As distance runners, we often talk at length about our long runs. No other run inspires as much passion, anxiety, preparation or recovery as the long run. We build entire training plans around them. We obsess over this run more then any other run. We make plans weeks in advance. We go to bed early on Friday nights, and rise even earlier on Saturday mornings. We build entire rituals to prepare ourselves for the epic miles ahead. Yes, the long run is the key workout that makes the entire race possible. I often tell new distance runners that if there is one thing they MUST know about training for a marathon or longer distance, it’s that the long run always wins. A missed tempo run, hill workout or easy day does not make or break my race.

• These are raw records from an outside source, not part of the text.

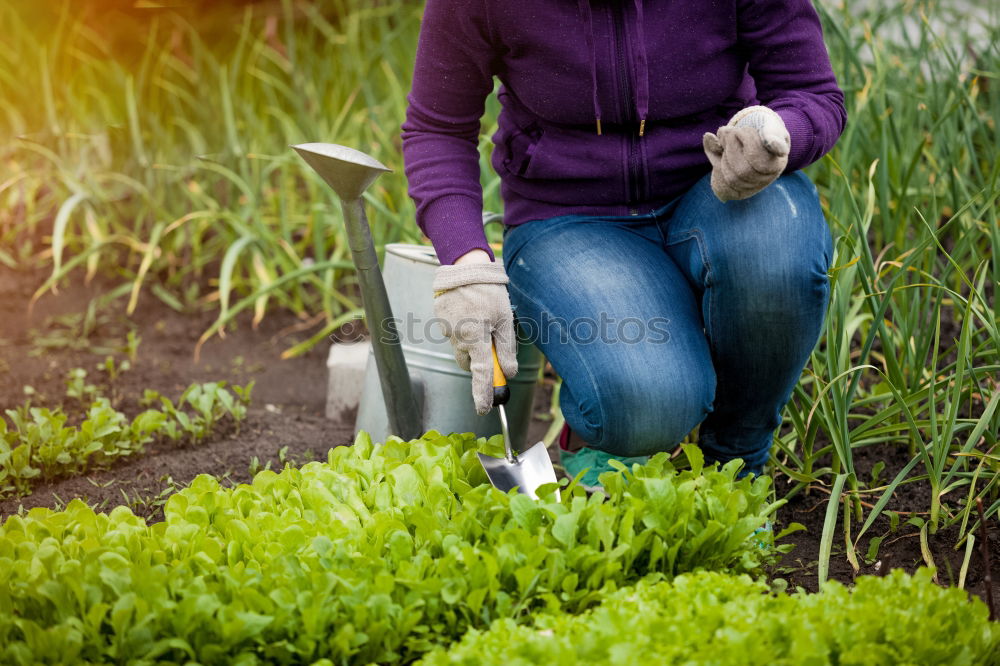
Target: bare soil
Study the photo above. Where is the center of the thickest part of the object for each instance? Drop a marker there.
(286, 422)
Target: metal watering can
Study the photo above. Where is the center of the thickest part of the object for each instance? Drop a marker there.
(412, 383)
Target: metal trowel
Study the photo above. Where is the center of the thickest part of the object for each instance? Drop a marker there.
(525, 471)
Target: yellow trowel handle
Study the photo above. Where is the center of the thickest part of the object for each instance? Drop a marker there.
(501, 392)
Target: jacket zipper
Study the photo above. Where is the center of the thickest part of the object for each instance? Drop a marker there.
(633, 185)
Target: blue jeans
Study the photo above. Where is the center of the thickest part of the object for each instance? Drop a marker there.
(697, 313)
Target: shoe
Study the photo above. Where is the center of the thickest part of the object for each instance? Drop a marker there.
(594, 461)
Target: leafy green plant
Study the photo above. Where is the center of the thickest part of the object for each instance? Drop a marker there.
(713, 618)
(378, 554)
(38, 445)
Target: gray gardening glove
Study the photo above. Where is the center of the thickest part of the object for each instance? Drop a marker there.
(748, 154)
(472, 304)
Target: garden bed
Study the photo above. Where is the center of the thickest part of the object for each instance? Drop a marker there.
(285, 422)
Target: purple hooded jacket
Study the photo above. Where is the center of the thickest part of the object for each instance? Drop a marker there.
(603, 102)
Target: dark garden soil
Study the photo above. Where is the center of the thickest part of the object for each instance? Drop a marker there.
(286, 422)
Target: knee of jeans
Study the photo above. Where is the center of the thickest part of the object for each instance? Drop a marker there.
(647, 419)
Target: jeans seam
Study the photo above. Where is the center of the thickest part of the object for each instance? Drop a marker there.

Nope, not at all. I am flexible with my weekday miles because I know that a 5 mile easy run will have little bearing on me at mile 24 of a marathon. However, what about mile 18 or 20 of a long training run? That right there might actually have some weight on how well I perform. If even from just the mental perspective that I covered 20 miles easy peasy in training, so I must be able to do it in a race situation. I think more then anything physical, the long run imparts the mental strength necessary to cover the distance. I love early morning Saturday running-it starts my weekend off on the right foot, so to speak. I love spending 4, 5, 6 hours out running to start the day and I love the feeling that comes from so thoroughly working your body that you feel your muscles for the rest of the day. It’s a satisfying fatigue that I’ve grown to love over the last 6 years of performing this long run ritual.
The plan for this run was for Leighanna to meet at my house at 6 and then drive to a trailhead in the Cuyahoga Valley National Park. My alarm woke me up at the exact same time as a flash of lightening followed by thunder and then a lot more lightening. Leighanna and I quickly changed plans to meet one hour later and I enjoyed the extra time to “sleep in.”

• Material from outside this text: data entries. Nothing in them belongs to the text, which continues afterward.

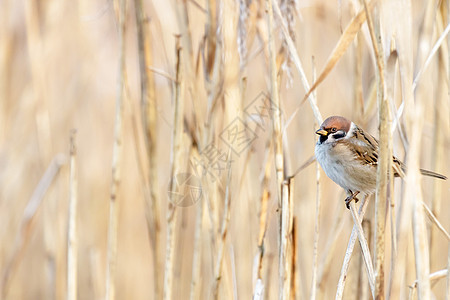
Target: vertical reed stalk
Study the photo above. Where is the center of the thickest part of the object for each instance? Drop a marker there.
(223, 236)
(116, 161)
(72, 245)
(176, 164)
(349, 251)
(385, 153)
(148, 111)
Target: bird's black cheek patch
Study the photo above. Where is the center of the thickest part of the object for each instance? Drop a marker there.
(339, 134)
(323, 138)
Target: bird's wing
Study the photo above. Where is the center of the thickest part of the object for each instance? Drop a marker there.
(366, 149)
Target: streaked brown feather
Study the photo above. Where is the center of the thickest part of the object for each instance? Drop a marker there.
(368, 154)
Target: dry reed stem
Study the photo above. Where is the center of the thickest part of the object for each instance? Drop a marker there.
(148, 113)
(349, 251)
(263, 215)
(435, 221)
(384, 165)
(317, 217)
(196, 259)
(363, 289)
(433, 51)
(316, 236)
(72, 242)
(413, 192)
(433, 277)
(176, 163)
(116, 161)
(285, 244)
(328, 252)
(223, 236)
(27, 223)
(438, 156)
(276, 113)
(364, 248)
(447, 289)
(294, 255)
(341, 47)
(294, 55)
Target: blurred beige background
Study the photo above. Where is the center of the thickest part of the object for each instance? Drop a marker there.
(59, 65)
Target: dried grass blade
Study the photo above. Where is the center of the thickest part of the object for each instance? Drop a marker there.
(341, 47)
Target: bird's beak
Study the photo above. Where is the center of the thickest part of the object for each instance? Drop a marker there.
(322, 132)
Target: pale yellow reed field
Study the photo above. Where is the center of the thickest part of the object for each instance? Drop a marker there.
(151, 90)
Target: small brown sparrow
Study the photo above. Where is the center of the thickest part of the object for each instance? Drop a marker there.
(349, 156)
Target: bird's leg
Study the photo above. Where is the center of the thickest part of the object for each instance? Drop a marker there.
(351, 196)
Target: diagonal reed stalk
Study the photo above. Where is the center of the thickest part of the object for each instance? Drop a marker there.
(385, 153)
(72, 243)
(148, 111)
(116, 161)
(176, 165)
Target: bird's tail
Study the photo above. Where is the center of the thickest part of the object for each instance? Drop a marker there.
(432, 174)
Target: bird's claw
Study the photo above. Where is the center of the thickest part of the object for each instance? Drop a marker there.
(350, 198)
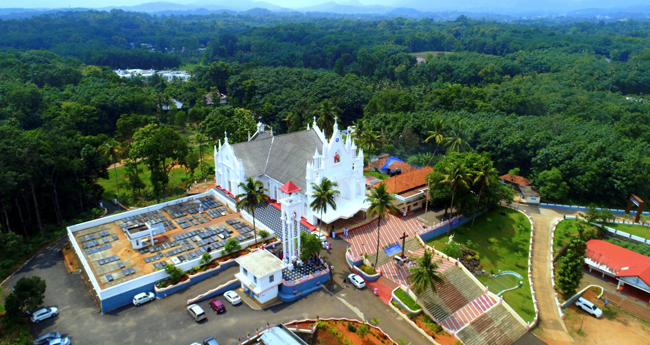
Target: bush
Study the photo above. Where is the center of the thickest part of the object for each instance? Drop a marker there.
(363, 330)
(231, 246)
(175, 273)
(205, 258)
(453, 250)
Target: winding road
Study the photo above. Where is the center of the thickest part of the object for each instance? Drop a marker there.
(551, 327)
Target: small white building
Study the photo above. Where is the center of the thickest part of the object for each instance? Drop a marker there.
(261, 273)
(142, 235)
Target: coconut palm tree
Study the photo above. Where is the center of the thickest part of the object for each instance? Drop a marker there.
(111, 150)
(484, 174)
(425, 274)
(455, 174)
(458, 140)
(324, 194)
(381, 202)
(252, 197)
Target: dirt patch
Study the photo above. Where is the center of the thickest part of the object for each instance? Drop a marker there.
(439, 335)
(614, 327)
(71, 263)
(336, 332)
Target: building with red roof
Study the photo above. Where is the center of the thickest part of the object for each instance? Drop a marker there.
(628, 268)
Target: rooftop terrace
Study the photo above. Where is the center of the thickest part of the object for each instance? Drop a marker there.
(190, 229)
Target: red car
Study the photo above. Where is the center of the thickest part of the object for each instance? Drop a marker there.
(217, 306)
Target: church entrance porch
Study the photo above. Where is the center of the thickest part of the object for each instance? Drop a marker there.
(359, 219)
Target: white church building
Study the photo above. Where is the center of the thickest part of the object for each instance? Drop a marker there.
(303, 158)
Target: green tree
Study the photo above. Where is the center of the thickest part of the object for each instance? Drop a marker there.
(425, 274)
(253, 195)
(570, 272)
(28, 294)
(175, 273)
(381, 203)
(310, 245)
(484, 174)
(455, 174)
(551, 185)
(111, 151)
(324, 194)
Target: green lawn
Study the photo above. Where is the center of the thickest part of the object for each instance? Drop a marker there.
(376, 174)
(502, 241)
(636, 230)
(564, 231)
(407, 300)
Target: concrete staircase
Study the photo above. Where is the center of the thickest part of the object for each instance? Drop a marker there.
(496, 327)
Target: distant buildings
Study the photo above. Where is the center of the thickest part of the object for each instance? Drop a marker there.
(168, 75)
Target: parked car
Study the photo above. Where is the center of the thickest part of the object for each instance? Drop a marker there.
(232, 297)
(143, 298)
(60, 341)
(217, 306)
(44, 313)
(196, 312)
(589, 307)
(210, 341)
(45, 338)
(357, 281)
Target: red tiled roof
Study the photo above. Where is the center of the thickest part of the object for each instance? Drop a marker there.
(520, 180)
(401, 165)
(289, 188)
(623, 262)
(379, 163)
(404, 182)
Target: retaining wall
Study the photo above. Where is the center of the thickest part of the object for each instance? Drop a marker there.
(584, 209)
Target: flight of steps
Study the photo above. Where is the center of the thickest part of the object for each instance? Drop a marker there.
(496, 327)
(457, 291)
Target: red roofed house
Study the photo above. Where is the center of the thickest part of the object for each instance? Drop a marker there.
(630, 269)
(409, 188)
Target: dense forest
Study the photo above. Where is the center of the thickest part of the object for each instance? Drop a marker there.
(564, 104)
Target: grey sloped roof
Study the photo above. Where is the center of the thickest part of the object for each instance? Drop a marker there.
(282, 157)
(253, 154)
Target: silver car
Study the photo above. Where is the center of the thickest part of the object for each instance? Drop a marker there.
(44, 313)
(196, 312)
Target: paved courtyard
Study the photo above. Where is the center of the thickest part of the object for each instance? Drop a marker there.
(166, 321)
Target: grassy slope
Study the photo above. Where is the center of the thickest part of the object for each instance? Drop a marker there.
(636, 230)
(507, 251)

I can’t say that I felt all that motivated to run but I knew that once I started moving, my legs would perk up and I’d feel the zest and (caffeinated) motivation I was hoping for. Leighanna and I set out starting on the Lake Trail and headed over to Pine Hollow and the famed Sound of Music Hills. Apparently runners are the only ones who refer to these hills in that way. I have no idea how this name started but within the trail running community, it’s common knowledge that these of the Sound of Music Hills and they are just extraordinarily beautiful. And steep.
From Pine Hollow we headed over to the Cross Country Trail, to Little Meadow, back to Lake, over to Pine Grove, to Ledges, to Happy Days, to Boston Run and back. We stopped at each trail connector and just mentally flipped the coin regarding which direction to head in. We had no real agenda but planned to run for about 4 hours or 20 miles or whatever came first. It was really nice to just meander through the trails and it felt a little like being an explorer and going whichever way struck as the most inviting.
We moved slowly, took lots of pics, socialized with other runners, hikers and dogs (always a must with Leighanna!) We caught an amazingly beautiful sunrise. We felt the icy cold emanating off the ancient walls of the Ledges. We explored a century old cemetary. My legs were tested as climbed up and over myriad ankle twisting rocks. It was the perfect long run. My tried and true nutrition strategy held up (lots of water, peanut butter sandwiches, a honey stinger waffle, a taste of Leighanna’s gel).
We wrapped it up and headed back to my house. Upon returning home, crazy road runner Sara from years past showed up and I decided to “finish” my run on the roads in order to get to an even 20 miles. I headed out in the blazing heat with my almost 3 year old Liam in the stroller and we finished up our run together on the hot AF roads. Despite running for a cumulative total of 4 hours and 45-ish minutes (I think), my legs felt great. I feel fantastic going into the last two high mileage weeks for the Columbus Marathon.